Google has hired lobbyist David Goldwater to represent the company in its push to legalize the running of autonomous vehicles on Nevada roads; this comes less than a year after announcing that it had been running live tests of its self-driving vehicles on California roads.

It was just last March that Google announced to the world that it had been racing autonomous cars around on rooftop parking lots and then just seven months later that it had been testing those cars on California roads; news that both made headlines and bolstered Google’s image as one of the more innovative companies operating today. Now comes news that Google is ready to tackle the sticky problem of allowing such cars to drive legally on roads, an issue no doubt that cropped up in the wake of its earlier announcements.

It’s not exactly clear why Google chose Nevada for its first push at legalizing what it’s been doing already; though there are theories, such as the fact that the giant Consumer Electronics Show (CES) just happens to be held in Las Vegas each year, or maybe it’s because Nevada has a history of allowing things that other states don’t; prostitution being the most infamous example, of course. Or it might be the fact that Nevada has a lot of roads that have very little traffic in very out-of-the-way places and thus could test its vehicles on public roads without much oversight.

As a result, there are now two bills currently being introduced to the Nevada legislature related to autonomous vehicles; one would be an amendment to another bill regarding electric vehicles that would create a means of licensing and testing autonomous vehicles on public roads; the other would provide an exemption for such “drivers” from the current law that disallows texting while behind the wheel.

Google claims that computer controlled vehicles are and will be much safer than conventional human driven vehicles because they are able to respond to road conditions more quickly and don’t fall prey to other human foibles, such as drinking and driving, falling asleep, or simply forgetting to pay attention.


Gunslingor1 wrote:

Really though, we’ve had the technology to make self driving cars for about a decade now, but only recently has it become cost effective and feasible on the large scale. I honesetly think we are ready for it. Imagine, the end to all traffic jams; that will be a result if it is implemented correctly. If we make it manditory that all cars have the capability to drive themselves, accidents will just about become a thing of the past; I think there are 43,000 accidents a year in which someone dies, it would probably fall to the hundreds or even into the tens with self driving cars.

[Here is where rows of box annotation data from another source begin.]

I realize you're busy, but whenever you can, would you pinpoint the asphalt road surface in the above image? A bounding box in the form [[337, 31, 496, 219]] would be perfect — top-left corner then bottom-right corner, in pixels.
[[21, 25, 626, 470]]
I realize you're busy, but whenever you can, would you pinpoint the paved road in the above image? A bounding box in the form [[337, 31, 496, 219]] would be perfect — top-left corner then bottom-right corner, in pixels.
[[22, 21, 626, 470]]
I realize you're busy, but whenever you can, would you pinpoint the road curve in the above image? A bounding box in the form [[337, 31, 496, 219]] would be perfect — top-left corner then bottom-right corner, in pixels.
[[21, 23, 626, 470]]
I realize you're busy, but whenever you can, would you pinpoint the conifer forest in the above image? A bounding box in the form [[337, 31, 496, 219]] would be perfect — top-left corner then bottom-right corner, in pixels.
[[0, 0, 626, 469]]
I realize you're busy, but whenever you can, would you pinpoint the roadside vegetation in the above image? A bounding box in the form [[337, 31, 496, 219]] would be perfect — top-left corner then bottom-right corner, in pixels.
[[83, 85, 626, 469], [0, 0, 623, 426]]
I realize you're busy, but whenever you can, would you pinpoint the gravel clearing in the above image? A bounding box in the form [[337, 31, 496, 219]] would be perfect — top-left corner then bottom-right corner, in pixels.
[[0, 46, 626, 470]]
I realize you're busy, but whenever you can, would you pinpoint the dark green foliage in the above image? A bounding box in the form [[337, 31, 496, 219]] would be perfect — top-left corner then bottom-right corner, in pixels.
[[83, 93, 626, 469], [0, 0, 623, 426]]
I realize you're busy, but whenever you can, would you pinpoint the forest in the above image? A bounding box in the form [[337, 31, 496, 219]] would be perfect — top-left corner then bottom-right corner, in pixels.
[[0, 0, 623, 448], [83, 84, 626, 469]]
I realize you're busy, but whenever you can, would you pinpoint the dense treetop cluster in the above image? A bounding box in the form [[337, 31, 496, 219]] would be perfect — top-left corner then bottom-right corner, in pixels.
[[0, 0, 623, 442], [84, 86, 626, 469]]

Driving drunk could then be legalized, manually driving drunk would then be outlawed. Texting while driving wouldn’t be an issue anymore, and I bet our economy would grow faster since people can work and do stuff while driving. Fuel efficiency could easily be increased simply by controlling the algorthims precisely.

This could have two very different impacts on the future.

1. With humans not behind the wheel, there could be a drop in car accidents and in insurance premiums. Humans will be able to “work” on their way to work and driving drunk would be a thing of the past.

2. Truck drivers and anyone in the delivery occupation could see their jobs slowly disappear as the cost of driverless cars would replace the cost of having an employee.

Either way, humans seem to be coming clsoer and closer to a future filled with robots.

Exciting and spooky all at the same time. Kind of like Google.